Andrew Brodsky of Stone & McCarthy notes that fed funds and repo rates declined from mid June through mid July amid increased excess reserves in the banking system and reduced collateral. Fears of exposure to European peripheral debt pushed money market funds into the repo market as they turned away from lending to euro-zone banks. In late July and early August, repo rates rose modestly from record low levels. The GC rate jumped to 42 basis points as investors began to pull out of the market and move into cash. Over the past few weeks, short-term rates eased in response to the resolution of the debt-ceiling debacle. The continued concerns over the global economy, European sovereign debt, and Bank of New York Mellon's decision to start charging fees on large cash deposits have spurred a demand for short-term Treasuries and repo. The increased demand for securities amid a shortage of collateral will continue to pressure rates.

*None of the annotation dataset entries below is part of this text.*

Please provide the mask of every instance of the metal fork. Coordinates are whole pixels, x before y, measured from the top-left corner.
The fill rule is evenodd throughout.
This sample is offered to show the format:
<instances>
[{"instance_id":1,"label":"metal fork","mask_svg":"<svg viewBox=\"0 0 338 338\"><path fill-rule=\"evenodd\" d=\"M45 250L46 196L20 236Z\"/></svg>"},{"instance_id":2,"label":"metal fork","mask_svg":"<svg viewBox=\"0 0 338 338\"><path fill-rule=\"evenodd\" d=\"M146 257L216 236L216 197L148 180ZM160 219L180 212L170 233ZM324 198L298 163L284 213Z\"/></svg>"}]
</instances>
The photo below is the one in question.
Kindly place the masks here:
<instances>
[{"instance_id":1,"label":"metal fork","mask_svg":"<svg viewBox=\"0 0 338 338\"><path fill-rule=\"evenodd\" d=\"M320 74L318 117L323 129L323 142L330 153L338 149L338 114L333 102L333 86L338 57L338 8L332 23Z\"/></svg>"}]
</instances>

This morning, the on-the-run 5-year issue continues to trade special. The issue is trading at -30 basis points after opening at -20 basis points. This could be supportive for Wednesday's $35.0 billion auction. All other issues are trading between 15 and 20 basis points, a bit higher compared to recent weeks, but basically in line with the General Collateral rate. The GC rate is trading at 20 basis points this morning, the highest rate since early August. The Fed funds rate has opened at 10 basis points since last Wednesday leaving the effective funds rate at 8 basis points through Friday.
The chart below depicts the General Collateral (GC) rate and the Fed Funds rate. After rising in late June and early August, both rates have drifted lower, until recently.
With money market funds waving fees and unable to find any yield, we wonder how long before the NAV variation bands are widened and they become 'risky discount bonds' in all but name.